In this Pali Sutta (the online translation has some problems), the issue is
not "diluting" karma, but explaining how -- contrary to a lot of later
Buddhist literature -- there is no one-to-one calculus between a act and its
calculus. Put another way, the impact of a "trivial" act -- and this sutta
is about the impact of *trivial* actions, not all and any type of action --
will vary according to who does it, i.e., the full configuration of causes
and effects contextualizing the action.
To update the analogies (and to take it out of the monastic setting): For a
healthy person to have an occasional drink with friends will NOT have the
same consequential impact as an alchoholic trying to have an occasional
drink.
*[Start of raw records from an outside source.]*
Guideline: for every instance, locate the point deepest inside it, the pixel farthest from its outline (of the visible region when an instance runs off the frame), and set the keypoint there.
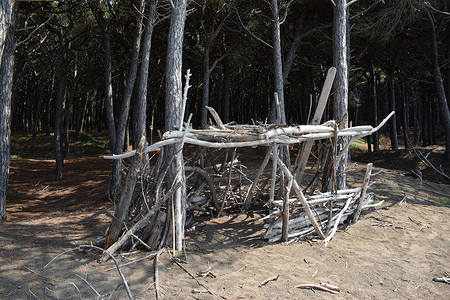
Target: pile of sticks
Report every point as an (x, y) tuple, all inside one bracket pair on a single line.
[(329, 209), (293, 217)]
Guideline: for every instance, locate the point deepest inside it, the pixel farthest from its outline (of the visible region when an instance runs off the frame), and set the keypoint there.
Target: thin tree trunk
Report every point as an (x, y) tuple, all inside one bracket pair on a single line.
[(277, 60), (68, 112), (109, 101), (59, 112), (126, 101), (226, 89), (405, 120), (425, 120), (206, 80), (391, 89), (81, 111), (140, 110), (439, 85), (37, 111), (340, 60), (7, 17), (173, 111)]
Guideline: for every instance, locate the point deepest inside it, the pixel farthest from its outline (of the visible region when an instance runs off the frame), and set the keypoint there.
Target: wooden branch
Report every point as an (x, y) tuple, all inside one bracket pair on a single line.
[(285, 227), (302, 199), (336, 224), (216, 117), (156, 274), (139, 225), (268, 280), (193, 277), (323, 287), (125, 197), (105, 252), (209, 181), (227, 189), (301, 166), (443, 279), (249, 196), (186, 89), (363, 193)]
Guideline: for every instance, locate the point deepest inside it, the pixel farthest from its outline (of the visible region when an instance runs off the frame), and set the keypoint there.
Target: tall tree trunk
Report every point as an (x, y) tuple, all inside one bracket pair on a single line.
[(173, 109), (277, 60), (37, 111), (140, 109), (340, 60), (69, 106), (278, 74), (126, 101), (206, 80), (7, 17), (425, 120), (109, 101), (82, 107), (391, 89), (439, 85), (59, 112), (373, 84), (405, 119), (226, 89)]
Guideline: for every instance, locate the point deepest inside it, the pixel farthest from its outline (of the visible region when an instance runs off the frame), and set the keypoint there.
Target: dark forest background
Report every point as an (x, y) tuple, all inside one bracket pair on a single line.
[(59, 71)]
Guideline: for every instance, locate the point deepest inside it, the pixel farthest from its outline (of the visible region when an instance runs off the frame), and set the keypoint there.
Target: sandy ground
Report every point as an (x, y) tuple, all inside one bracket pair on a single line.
[(393, 252)]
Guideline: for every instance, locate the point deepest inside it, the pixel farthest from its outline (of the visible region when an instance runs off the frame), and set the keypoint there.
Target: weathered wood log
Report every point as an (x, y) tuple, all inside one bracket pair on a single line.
[(363, 193), (302, 198), (304, 156), (125, 197), (156, 230)]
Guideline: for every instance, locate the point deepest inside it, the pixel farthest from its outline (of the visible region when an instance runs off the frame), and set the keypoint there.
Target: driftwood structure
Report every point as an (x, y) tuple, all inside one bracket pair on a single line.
[(145, 211)]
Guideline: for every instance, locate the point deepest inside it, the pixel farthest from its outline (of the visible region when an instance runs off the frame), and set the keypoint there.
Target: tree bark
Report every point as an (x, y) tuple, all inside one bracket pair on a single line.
[(173, 109), (7, 17), (226, 89), (140, 109), (109, 106), (340, 61), (59, 112), (439, 85), (277, 61), (391, 89), (37, 111)]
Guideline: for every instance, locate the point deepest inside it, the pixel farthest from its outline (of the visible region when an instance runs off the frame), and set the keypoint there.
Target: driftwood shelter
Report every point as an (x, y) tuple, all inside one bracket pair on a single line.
[(145, 207)]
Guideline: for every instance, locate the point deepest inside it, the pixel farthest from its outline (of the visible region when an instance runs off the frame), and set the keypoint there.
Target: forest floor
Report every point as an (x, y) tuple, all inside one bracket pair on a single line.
[(392, 252)]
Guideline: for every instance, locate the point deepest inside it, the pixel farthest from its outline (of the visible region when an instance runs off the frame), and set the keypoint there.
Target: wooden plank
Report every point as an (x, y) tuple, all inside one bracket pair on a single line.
[(303, 158)]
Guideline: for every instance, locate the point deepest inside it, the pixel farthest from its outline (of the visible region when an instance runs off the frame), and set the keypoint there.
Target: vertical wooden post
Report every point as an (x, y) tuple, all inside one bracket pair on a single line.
[(125, 197), (363, 193), (303, 157)]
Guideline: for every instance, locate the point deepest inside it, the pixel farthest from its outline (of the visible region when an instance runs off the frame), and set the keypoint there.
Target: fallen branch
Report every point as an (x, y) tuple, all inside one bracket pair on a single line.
[(443, 279), (156, 274), (125, 283), (193, 277), (268, 280), (322, 287)]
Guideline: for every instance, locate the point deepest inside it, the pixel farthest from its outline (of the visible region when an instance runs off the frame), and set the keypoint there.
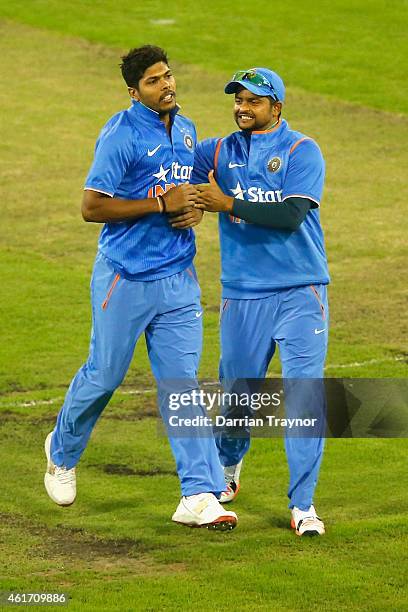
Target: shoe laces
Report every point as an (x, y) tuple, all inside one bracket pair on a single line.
[(64, 475)]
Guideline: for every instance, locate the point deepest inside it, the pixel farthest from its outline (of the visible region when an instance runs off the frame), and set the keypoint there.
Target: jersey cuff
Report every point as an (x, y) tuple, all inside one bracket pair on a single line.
[(86, 188), (297, 195)]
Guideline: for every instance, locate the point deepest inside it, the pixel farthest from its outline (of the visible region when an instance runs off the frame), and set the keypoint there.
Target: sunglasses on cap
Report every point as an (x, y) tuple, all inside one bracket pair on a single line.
[(254, 77)]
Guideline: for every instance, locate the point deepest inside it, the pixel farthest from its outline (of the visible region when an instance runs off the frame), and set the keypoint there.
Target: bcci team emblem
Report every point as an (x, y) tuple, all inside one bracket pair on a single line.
[(274, 164), (188, 141)]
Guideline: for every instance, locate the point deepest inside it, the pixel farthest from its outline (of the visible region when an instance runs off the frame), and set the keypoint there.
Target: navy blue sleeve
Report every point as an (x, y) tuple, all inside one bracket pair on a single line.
[(305, 176), (203, 160), (114, 153)]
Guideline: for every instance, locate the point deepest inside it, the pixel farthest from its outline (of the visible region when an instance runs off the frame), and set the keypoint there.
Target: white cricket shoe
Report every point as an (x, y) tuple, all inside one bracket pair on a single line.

Why? Because the non-alchoholic's habits in this regard are healthy,
while the alchoholic's habits make even a single drink precarious and more
consequential. The non-alchoholic may have a termporary buzz, while the
alchoholic, if he was trying to stay sober, will have a major setback, and
even if still engaged in active drinking, is on a downward spiral that this
drink will contribute to; i.e., the consequences, which will be unpleasant,
are long term and promise something hellish in the future. The
non-alchoholic's "effects" from his single drink are short-term and quickly
forgotten (as long as he's not dumb enough to drink and drive, etc.).
In such cases, it is still one who is responsible for one's own karma --
one's own habits and their consequences. Can Buddha do an intervention?
Maybe, but he can't make you stop drinking.